KABARBURSA.COM - Setelah resmi dilarang sejak 20 tahun silam, pemerintah di akhir kepemimpinan Presiden Joko Widodo (Jokowi) kembali membuka keran ekspor bagi pasir laut. Adapun penanda dibuka kembali ekspor pasir laut mengacu pada Peraturan Menteri Perdagangan (Permendag) Nomor 20 Tahun 2024 dan Permendag Nomor 21 Tahun 2024.

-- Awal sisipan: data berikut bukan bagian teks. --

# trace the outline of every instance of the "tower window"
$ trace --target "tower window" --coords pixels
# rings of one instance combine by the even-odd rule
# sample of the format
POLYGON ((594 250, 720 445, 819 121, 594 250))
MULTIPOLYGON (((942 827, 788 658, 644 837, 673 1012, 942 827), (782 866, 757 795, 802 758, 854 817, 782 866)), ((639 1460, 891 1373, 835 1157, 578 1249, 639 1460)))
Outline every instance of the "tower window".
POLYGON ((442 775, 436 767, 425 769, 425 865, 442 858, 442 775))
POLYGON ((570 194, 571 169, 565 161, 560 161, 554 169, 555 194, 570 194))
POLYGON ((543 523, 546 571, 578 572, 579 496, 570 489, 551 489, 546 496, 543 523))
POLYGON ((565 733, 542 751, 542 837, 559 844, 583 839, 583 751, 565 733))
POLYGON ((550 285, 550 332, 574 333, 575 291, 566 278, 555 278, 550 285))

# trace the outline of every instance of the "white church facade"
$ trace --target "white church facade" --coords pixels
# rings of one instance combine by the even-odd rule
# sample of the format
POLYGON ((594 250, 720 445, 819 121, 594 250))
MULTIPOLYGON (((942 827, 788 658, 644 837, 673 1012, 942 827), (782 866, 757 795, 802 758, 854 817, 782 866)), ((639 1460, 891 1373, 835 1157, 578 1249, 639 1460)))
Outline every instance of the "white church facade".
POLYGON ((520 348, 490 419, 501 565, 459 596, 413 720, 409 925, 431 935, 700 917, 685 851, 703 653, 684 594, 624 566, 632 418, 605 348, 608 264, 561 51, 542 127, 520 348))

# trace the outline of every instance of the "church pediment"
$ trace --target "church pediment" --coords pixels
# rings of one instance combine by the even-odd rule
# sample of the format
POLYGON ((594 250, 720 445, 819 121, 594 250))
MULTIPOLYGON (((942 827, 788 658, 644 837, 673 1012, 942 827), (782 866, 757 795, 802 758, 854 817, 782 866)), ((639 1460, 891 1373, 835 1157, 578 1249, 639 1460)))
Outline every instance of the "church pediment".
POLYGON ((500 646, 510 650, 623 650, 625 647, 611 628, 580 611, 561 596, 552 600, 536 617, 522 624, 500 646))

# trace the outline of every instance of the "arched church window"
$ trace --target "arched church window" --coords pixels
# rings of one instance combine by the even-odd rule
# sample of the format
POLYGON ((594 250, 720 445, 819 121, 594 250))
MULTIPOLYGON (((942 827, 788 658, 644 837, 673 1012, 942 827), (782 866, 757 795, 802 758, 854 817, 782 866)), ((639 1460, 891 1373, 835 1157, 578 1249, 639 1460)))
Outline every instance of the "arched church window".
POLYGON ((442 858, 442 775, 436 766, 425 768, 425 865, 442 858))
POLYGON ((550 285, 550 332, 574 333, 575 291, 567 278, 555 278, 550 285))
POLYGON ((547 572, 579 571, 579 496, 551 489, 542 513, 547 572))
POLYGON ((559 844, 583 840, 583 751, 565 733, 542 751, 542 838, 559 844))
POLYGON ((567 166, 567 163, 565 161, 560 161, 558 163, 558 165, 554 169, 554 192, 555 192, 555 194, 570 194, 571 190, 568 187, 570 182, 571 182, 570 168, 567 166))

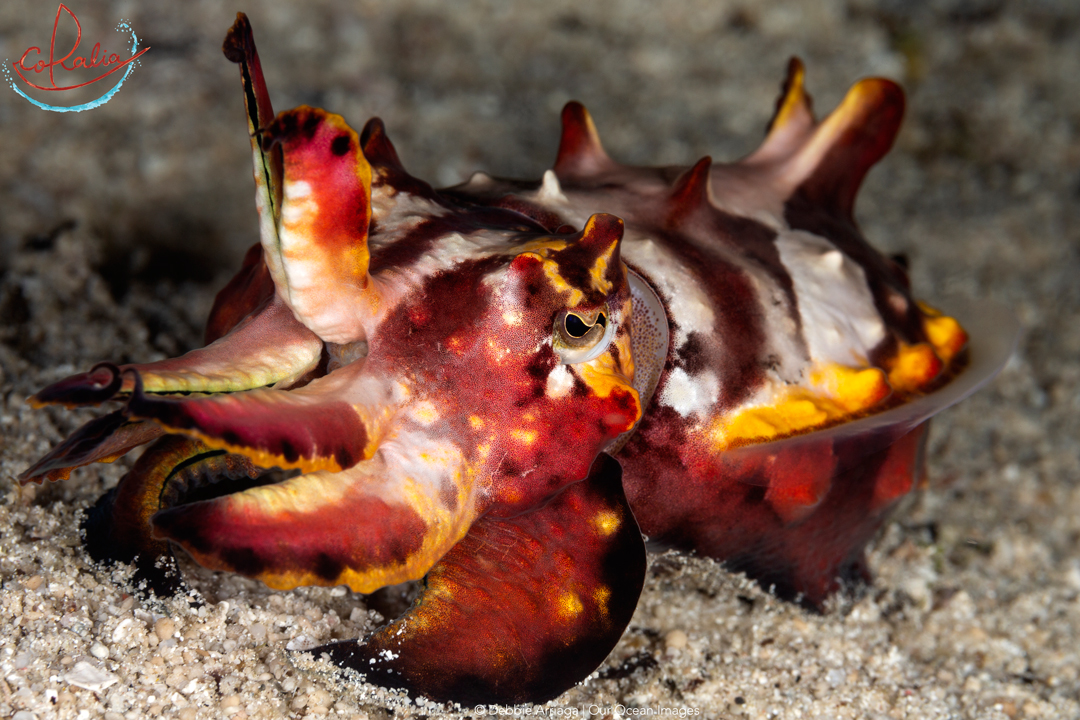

Kedua Permendag tersebut merevisi Peraturan Pemerintah (PP) Nomor 26 Tahun 2023 yang mengatur tentang Pengelolaan Hasil Sedimentasi di Laut pada Mei tahun lalu. Lantas kebijakan tersebut menuai pro dan kontra di tengah publik, lantaran aktivitas pengerukan sedimentasi laut yang dikhawatirkan akan mengganggu mata pencaharian nelayan.
Adapun pelarangan ekspor pasir laut sebelumnya dilakukan pada masa kepemimpinan Presiden Megawati Soekarnoputri dan Presiden Susilo Bambang Yudhoyono (SBY). Kemudian di akhir kepemimpinan Presiden Jokowi, keran ekspor pasir laut kembali dibuka.
Menanggapi pro dan kontra ekspor pasir laut, Anggota Komisi IV Dewan Perwakilan Rakyat (DPR), Firman Soebagyo menuturkan, setidaknya terdapat dua persoalan ihwal pasir laut. Pertama, sedimentasi yang menyebabkan pendangkalan laut sebagaimana yang terjadi di Kabupaten Demak. Pendangkalan tersebut dinilai turut mempengaruhi hasil tangkapan nelayan sekitar.
"(Di Demak) itu sudah terjadi pendangkalan yang sedemikan rupa sehingga air laut itu malah melimpah masuk ke dalam kampung. Kapal lewat saja itu tidak secara bebas memiliki jalur, sehingga jalur itu hanya satu, pun itu nanti kalau suatu saat sudah terjadi sedimentasi itu akan mengalami soal yang sangat sulit bagi nelayan untuk mencari ikan," kata Soebagyo saat dihubungi KabarBursa, Senin, 16 September 2024.
Persoalan kedua, Soebagyo menyebut ada oknum yang mengeksploitasi sedimentasi laut demi keuntungan pribadi. Dia mengungkap, aktivitas pengerukan pasir laut secara ilegal terus berlangsung meski ada pelarangan. Bahkan, dia menyebut ada oknum yang melindungi aktivitas ilegal tersebut.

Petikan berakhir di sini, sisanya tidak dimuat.